09/30/2024
By Kanan Asif
The Manning School of Business, Department of Marketing, Entrepreneurship, & Innovation invites you to attend a doctoral dissertation proposal defense by Kanan Asif on “Persist, Pivot, Hibernate, or Terminate Opportunities? An Individual-Opportunity Fit Approach to Entrepreneurial Decision-Making.”

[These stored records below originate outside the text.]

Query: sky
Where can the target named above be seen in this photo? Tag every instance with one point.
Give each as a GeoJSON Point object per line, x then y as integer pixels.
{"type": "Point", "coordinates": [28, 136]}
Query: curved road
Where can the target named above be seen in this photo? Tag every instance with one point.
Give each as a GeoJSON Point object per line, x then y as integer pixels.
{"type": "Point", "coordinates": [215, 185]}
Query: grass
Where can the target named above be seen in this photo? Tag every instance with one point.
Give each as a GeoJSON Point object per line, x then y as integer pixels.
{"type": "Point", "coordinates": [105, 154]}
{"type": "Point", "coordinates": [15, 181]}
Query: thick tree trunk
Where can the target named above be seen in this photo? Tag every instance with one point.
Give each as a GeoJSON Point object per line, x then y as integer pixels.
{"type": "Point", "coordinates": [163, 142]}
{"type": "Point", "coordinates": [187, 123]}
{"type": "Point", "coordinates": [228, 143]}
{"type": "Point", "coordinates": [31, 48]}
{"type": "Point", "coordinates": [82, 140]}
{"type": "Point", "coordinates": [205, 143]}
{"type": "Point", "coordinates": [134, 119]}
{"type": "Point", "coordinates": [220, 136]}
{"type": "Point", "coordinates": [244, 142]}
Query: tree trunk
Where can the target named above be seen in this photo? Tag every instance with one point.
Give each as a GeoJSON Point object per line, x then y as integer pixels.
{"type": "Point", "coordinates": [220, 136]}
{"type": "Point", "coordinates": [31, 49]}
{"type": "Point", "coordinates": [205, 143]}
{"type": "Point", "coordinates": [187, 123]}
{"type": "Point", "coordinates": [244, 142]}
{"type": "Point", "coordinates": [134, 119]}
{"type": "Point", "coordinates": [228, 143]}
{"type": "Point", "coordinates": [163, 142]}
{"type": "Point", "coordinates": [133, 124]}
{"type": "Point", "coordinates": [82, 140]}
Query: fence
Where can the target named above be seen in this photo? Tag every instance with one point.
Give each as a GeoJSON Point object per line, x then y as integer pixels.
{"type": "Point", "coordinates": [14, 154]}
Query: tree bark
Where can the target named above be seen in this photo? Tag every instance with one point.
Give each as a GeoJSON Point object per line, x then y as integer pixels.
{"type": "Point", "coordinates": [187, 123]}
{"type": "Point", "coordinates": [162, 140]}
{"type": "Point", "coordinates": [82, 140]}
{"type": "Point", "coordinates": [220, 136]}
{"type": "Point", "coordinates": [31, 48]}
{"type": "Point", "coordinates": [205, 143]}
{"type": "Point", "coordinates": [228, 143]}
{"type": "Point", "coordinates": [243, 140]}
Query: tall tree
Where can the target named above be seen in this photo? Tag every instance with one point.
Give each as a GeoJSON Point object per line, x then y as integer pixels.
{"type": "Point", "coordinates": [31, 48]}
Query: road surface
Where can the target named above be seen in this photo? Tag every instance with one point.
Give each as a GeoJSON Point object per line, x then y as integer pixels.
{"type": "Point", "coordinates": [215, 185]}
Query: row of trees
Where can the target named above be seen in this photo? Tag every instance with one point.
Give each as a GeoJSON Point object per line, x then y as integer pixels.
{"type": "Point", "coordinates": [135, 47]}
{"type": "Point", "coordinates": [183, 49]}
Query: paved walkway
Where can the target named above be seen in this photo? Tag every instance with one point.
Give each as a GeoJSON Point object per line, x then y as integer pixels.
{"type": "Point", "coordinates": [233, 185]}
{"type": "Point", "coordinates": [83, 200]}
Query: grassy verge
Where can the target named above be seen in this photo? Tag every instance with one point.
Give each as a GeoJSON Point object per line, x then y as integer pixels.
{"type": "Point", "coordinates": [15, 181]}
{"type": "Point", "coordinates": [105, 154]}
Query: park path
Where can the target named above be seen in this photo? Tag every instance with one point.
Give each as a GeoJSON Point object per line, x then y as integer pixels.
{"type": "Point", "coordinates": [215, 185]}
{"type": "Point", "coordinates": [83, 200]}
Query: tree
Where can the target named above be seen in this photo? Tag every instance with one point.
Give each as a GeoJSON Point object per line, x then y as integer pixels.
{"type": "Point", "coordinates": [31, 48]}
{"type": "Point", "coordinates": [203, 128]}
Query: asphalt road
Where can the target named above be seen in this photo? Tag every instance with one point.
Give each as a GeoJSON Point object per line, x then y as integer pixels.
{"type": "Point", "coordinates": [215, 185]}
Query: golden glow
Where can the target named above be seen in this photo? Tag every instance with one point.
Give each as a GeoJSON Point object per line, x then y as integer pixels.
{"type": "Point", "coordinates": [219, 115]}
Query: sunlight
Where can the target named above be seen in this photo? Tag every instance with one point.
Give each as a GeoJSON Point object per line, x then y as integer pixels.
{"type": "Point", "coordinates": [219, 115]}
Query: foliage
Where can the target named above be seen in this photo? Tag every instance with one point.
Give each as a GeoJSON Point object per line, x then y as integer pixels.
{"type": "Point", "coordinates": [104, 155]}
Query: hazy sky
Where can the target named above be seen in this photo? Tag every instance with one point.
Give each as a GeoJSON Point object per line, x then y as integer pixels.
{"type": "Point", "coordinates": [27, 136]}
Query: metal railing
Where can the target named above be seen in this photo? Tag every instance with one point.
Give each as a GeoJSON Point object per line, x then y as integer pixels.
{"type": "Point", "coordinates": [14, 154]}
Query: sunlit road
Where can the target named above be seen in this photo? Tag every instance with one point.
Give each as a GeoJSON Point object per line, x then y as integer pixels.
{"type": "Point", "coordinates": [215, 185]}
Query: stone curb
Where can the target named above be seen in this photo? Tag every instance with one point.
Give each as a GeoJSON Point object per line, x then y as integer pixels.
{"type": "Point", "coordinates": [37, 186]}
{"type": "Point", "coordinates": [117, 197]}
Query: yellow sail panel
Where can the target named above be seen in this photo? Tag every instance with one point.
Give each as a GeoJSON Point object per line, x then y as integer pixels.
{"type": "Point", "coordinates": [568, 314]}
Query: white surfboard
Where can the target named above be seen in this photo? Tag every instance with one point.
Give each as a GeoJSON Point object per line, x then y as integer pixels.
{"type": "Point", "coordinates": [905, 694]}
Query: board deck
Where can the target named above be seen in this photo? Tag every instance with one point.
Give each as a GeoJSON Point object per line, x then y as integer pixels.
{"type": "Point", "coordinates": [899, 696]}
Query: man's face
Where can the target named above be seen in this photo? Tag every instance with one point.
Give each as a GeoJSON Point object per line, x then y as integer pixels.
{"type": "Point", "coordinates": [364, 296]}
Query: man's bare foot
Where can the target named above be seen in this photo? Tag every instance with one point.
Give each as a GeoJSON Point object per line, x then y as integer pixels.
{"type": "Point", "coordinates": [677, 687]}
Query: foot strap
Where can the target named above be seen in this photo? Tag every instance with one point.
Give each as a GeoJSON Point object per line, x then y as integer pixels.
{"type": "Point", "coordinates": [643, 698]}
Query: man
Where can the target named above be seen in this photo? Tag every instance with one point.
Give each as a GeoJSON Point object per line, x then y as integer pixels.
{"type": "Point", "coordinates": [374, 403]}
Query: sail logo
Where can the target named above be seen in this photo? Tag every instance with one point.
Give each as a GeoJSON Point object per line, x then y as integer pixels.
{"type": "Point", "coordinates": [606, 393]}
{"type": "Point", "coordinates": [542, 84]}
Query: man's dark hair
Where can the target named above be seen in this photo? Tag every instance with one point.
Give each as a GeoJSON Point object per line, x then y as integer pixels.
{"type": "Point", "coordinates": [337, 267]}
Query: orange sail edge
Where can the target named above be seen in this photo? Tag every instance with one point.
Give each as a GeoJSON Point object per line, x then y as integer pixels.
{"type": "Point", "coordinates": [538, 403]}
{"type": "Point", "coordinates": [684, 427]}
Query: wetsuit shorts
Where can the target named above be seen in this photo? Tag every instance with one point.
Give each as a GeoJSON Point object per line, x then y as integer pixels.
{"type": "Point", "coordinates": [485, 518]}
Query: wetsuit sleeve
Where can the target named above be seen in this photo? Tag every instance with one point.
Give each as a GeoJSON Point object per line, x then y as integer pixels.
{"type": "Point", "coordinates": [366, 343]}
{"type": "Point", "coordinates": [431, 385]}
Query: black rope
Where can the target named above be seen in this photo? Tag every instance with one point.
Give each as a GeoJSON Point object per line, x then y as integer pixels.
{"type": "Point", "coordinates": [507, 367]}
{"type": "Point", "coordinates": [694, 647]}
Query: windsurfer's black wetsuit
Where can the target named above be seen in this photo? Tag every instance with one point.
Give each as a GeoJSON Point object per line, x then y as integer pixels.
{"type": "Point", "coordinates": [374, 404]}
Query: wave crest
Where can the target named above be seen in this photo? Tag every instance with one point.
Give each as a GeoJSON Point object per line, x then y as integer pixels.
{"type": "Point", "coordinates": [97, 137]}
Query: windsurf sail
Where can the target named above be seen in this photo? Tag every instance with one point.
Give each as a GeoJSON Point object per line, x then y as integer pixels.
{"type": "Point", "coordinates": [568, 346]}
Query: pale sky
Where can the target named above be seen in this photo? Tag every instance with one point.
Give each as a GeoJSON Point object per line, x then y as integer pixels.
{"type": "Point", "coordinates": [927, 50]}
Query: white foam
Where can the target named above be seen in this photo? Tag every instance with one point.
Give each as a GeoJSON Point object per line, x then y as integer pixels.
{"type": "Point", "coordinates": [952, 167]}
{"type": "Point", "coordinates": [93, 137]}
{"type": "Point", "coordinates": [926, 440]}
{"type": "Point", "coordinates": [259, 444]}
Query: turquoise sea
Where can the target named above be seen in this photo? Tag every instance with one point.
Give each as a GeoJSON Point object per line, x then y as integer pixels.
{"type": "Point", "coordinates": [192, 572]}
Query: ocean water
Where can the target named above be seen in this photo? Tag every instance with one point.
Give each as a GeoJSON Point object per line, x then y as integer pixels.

Candidate Name: Kanan Asif
Degree: Doctoral
Defense Date: Oct. 8, 2024
Time: 11:30 a.m.
Location: Pulichino Tong Business (PTB) Center 462
Committee:
- Committee Co-Chair: Michael Ciuchta, Professor, Manning School of Business, University of Massachusetts Lowell
- Committee Co-Chair: Ann Kronrod, Associate Professor, Manning School of Business, University of Massachusetts Lowell
- Committee Member: M. Berk Talay, Professor, Manning School of Business, University of Massachusetts Lowell
- Committee Member: Regan Stevenson, Associate Professor, Kelley School of Business, Indiana University
Brief Abstract:
Entrepreneurs often face the dilemma of whether to persist with or abandon opportunities, which can lead to the premature abandonment of promising ventures or the unwarranted persistence in failing ones. Previous research predominantly adopts a binary approach to this decision-making process, which does not adequately reflect the complexity of the real world. Furthermore, prior studies do not address what entrepreneurs do when they attribute high value to an opportunity but perceive a lack of readiness for exploitation, or perceive low value in an opportunity but high readiness to exploit a business opportunity. This study seeks to address these gaps by introducing the concept of opportunity hibernation, defined as the temporary suspension of entrepreneurial efforts towards exploiting opportunities, with the intention of revisiting them in the future. Additionally, this study proposes a decision-making framework based on perceived individual-opportunity fit, predicting entrepreneurs’ decisions to persist, pivot, hibernate, or terminate opportunity pursuit. This framework offers a more nuanced and comprehensive approach to entrepreneurial decision-making, with significant implications for entrepreneurship theory and practice. It provides a more inclusive and coherent understanding of opportunity-related decision-making within the complex landscape of venture creation.